Recently, I built an Algolia search index for a large repository of Microsoft Office documents. Algolia provides a hosted search platform that makes it easy to implement search within websites and mobile applications. It’s especially good for searching semi-structured data and returning relevant results quickly.

You can use tools like textract or Apache Tika to extract text from Microsoft Office documents. If you want to also include the standard document properties in your index, you can use the office-document-properties node module to read document properties from Microsoft Office Open XML documents (docx, docm, pptx, pptm, xlsx, xlsm).

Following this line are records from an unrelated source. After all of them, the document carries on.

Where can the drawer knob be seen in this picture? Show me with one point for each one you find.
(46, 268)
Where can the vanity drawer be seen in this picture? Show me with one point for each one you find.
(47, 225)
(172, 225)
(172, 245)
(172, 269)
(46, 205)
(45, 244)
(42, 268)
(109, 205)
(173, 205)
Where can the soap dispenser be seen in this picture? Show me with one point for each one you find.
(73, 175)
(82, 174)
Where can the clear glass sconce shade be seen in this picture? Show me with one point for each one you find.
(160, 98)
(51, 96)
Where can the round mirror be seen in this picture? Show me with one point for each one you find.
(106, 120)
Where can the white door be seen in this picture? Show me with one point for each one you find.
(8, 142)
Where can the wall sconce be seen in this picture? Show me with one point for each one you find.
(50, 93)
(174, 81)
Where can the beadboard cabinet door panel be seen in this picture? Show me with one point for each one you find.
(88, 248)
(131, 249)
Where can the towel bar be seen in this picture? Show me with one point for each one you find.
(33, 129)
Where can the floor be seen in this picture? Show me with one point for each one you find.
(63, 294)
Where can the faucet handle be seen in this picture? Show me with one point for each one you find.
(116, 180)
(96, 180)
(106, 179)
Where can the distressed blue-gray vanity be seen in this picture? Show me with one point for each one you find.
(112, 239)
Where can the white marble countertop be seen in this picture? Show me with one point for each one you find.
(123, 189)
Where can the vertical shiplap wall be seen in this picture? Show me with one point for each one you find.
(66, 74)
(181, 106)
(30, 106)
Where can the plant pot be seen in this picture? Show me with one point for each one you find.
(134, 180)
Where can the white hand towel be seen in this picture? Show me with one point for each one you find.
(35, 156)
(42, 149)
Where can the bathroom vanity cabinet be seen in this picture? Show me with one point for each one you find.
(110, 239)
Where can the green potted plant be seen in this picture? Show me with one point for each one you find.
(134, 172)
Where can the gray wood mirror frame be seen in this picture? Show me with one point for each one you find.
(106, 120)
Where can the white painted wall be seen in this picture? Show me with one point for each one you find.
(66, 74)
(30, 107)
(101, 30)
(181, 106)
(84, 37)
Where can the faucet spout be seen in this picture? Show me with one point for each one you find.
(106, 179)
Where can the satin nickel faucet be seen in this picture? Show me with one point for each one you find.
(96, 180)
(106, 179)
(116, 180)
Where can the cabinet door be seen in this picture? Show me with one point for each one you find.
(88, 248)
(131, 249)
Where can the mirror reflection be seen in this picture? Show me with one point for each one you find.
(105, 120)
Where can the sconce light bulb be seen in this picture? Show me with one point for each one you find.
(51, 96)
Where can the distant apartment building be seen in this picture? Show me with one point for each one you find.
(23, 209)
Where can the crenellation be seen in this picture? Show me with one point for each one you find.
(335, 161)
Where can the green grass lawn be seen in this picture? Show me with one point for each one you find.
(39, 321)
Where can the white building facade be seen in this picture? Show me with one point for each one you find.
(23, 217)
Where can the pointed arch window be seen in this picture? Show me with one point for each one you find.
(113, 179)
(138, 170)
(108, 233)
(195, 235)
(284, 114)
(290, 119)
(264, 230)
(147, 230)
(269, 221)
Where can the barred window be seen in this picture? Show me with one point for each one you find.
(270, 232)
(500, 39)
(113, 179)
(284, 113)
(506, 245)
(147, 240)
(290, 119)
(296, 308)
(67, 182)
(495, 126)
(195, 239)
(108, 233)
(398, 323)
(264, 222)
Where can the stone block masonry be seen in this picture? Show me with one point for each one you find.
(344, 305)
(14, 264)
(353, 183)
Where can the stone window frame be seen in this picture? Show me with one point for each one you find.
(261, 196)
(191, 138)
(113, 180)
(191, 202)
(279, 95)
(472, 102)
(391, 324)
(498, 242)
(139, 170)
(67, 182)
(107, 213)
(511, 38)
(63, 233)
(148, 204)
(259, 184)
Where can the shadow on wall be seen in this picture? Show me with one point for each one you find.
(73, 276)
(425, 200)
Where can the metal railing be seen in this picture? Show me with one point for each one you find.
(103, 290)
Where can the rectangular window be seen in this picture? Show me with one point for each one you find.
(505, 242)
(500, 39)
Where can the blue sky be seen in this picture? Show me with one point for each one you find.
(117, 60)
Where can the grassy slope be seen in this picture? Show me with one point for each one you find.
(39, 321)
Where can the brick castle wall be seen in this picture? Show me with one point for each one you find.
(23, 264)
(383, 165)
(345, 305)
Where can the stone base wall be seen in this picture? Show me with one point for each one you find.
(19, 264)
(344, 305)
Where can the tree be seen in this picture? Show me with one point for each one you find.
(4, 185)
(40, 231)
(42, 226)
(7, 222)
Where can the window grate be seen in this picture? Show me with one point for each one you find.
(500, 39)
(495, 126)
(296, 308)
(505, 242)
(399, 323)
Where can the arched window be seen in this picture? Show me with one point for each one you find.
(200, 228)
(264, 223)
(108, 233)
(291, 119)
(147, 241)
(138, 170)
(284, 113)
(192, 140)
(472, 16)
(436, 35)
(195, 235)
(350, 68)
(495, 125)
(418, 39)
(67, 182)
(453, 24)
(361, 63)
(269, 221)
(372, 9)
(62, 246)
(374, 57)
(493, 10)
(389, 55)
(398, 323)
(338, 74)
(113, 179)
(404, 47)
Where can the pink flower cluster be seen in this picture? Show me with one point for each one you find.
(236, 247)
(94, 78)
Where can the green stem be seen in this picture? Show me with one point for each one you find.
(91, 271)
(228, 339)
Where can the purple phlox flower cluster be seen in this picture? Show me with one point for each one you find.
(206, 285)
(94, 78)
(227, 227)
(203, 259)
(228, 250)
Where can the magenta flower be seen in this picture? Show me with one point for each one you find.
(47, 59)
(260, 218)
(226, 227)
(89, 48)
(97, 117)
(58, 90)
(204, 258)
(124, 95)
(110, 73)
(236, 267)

To get started, first install the module using the npm install command:

$ npm install office-document-properties
+ office-document-properties@1.0.4
added 9 packages in 1.382s

To read document properties from a file, import the module and use the fromFilePath method.

// Import the module.
var getDocumentProperties = require('office-document-properties')

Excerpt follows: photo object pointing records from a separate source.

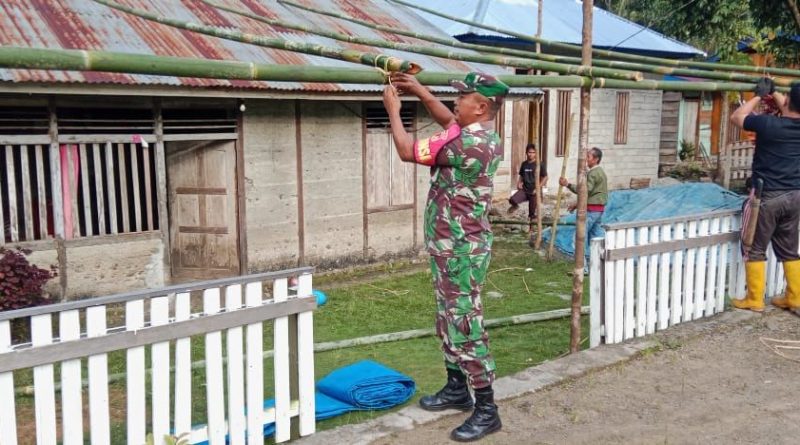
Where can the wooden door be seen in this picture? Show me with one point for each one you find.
(203, 231)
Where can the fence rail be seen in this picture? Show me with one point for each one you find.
(155, 329)
(650, 275)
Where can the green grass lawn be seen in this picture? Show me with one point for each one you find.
(519, 282)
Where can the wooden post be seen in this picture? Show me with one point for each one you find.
(557, 208)
(161, 189)
(580, 226)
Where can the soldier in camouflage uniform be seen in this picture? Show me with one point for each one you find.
(463, 160)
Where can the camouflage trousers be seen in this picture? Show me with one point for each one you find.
(457, 283)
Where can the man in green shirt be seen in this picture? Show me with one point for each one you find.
(597, 187)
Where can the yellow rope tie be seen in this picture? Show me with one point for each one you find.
(387, 75)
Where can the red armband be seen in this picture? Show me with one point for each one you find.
(425, 150)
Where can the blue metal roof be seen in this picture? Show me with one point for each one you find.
(562, 21)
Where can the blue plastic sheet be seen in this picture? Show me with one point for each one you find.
(361, 386)
(686, 199)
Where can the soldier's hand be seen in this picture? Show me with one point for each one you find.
(390, 100)
(765, 87)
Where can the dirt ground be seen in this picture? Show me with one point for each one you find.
(723, 386)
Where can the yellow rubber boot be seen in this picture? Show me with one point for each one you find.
(754, 300)
(791, 300)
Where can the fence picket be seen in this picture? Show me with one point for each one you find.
(255, 369)
(652, 283)
(183, 369)
(677, 277)
(71, 386)
(43, 381)
(305, 358)
(629, 321)
(722, 265)
(159, 356)
(688, 276)
(135, 364)
(214, 378)
(663, 281)
(8, 421)
(711, 275)
(700, 272)
(641, 282)
(619, 292)
(281, 363)
(236, 419)
(99, 420)
(41, 193)
(99, 194)
(609, 277)
(12, 194)
(595, 292)
(27, 193)
(112, 190)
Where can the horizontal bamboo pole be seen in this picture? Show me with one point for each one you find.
(443, 53)
(104, 61)
(384, 62)
(627, 66)
(611, 54)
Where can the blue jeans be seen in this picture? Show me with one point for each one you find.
(593, 230)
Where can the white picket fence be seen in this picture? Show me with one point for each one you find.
(163, 322)
(649, 275)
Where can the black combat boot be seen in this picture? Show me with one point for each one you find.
(454, 395)
(484, 420)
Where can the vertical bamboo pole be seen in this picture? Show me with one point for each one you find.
(560, 194)
(580, 226)
(537, 171)
(723, 172)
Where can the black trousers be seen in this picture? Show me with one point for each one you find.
(778, 220)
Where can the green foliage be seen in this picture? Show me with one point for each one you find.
(688, 171)
(687, 151)
(183, 439)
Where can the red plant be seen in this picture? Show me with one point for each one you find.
(21, 282)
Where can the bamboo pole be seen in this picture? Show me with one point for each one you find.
(386, 63)
(560, 193)
(438, 52)
(580, 222)
(610, 54)
(116, 62)
(488, 49)
(537, 172)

// Read document properties from file path.
getDocumentProperties.fromFilePath('MyFile.docx', function(err, data){
  if (err) throw err;
  console.log(data);
  /*
  {
    application: 'Microsoft Macintosh Word',
    applicationVersion: '15.0000',
    characters: 20,
    comments: 'This is an example document for testing the retrieval of document properties.',
    company: 'Acme',
    created: '2017-09-06T17:32:00Z',
    createdBy: 'Microsoft Office User',
    keywords: 'Example Sample Test Properties',
    manager: 'John Doe',
    modified: '2017-10-13T19:26:00Z',
    modifiedBy: 'Microsoft Office User',
    pages: 1,
    paragraphs: 1,
    revision: 5,
    subject: 'Example',
    template: 'Normal.dotm',
    title: 'Test Word Document',
    totalTime: 8,
    words: 5
  }
  */
})

Read document properties from a buffer using the fromBuffer method:

// Import the module.
var getDocumentProperties = require('office-document-properties')

// Have a buffer.
var fs = require('fs'), fileBuff = fs.readFileSync('MyFile.pptx');

// Read document properties from a buffer.
getDocumentProperties.fromBuffer(fileBuff, function(err, data) {
  if (err) throw err;
  console.log(data);
  /*
  {
    application: 'Microsoft Macintosh PowerPoint',
    applicationVersion: '15.0027',
    comments: 'This is an example document for testing the retrieval of document properties.',
    company: 'Acme',
    created: '2017-10-13T15:54:58Z',
    createdBy: 'Microsoft Office User',
    keywords: 'Example Sample Test Properties',
    manager: 'Jane Doe',
    modified: '2017-10-13T19:27:15Z',
    modifiedBy: 'Microsoft Office User',
    notes: 0,
    paragraphs: 2,
    revision: 3,
    slides: 1,
    subject: 'Example',
    title: 'Test PowerPoint Document',
    totalTime: 2,
    words: 8
  }
  */
})

Hope that you find this module useful for your data indexing needs – be sure to visit the GitHub project to report any issues you encounter.